A Wednesday statement issued by the Russian Foreign Ministry specifically calls on "the conflicting sides to immediately stop the bloodshed, cease hostilities and avoid casualties among the civilian population."

The ministry believes "the fate of the Nagorno-Karabakh settlement was dramatically affected by Yerevan's recognition of Nagorno-Karabakh as part of the territory of Azerbaijan at the summits under the auspices of the European Union in October 2022 and May 2023," adding "this changed the fundamental conditions, under which the statement of the leaders of Russia, Azerbaijan and Armenia of November 9, 2020, was signed, as well as the position of the Russian Peacekeeping Contingent."
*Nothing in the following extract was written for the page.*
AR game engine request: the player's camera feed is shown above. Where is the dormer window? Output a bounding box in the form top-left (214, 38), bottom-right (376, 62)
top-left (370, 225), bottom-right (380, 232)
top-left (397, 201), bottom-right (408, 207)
The ministry said Russia's peacekeeping forces "have been faithfully carrying out the tasks of maintaining the ceasefire and ensuring contacts between the Azerbaijani and Armenian sides" since their deployment in the region, adding that Russia's peacekeepers "coordinated efforts to improve the humanitarian situation 'on the ground,' as well as contributed to the launch of direct dialog between Baku and (the Karabakh city of) Stepanakert."

"Even in these hours, the Russian Peacekeeping Contingent is providing assistance to the civilian population, including medical aid, and is engaged in evacuation," the Russian ministry said.

"It is important now to urgently return to the implementation of the set of trilateral agreements, reached at the highest level in 2020-2022, where all steps for a peaceful solution to the Karabakh problem are enshrined, to stop the armed confrontation and do everything possible to ensure the rights and security of the population of Nagorno-Karabakh," the statement read.

Both nations, until recently, were teetering on the edge of a future peace agreement, with a deal previously expected to be secured by year's end after Armenian Prime Minister Nikol Pashinyan declared Yerevan was ready to recognize Azerbaijan's sovereignty within its Soviet-era borders, including Karabakh.

Azerbaijani leader Ilham Aliyev later noted that Azerbaijan and Armenia could sign a peace agreement in the later half of the year so long as Yerevan did not change its stance.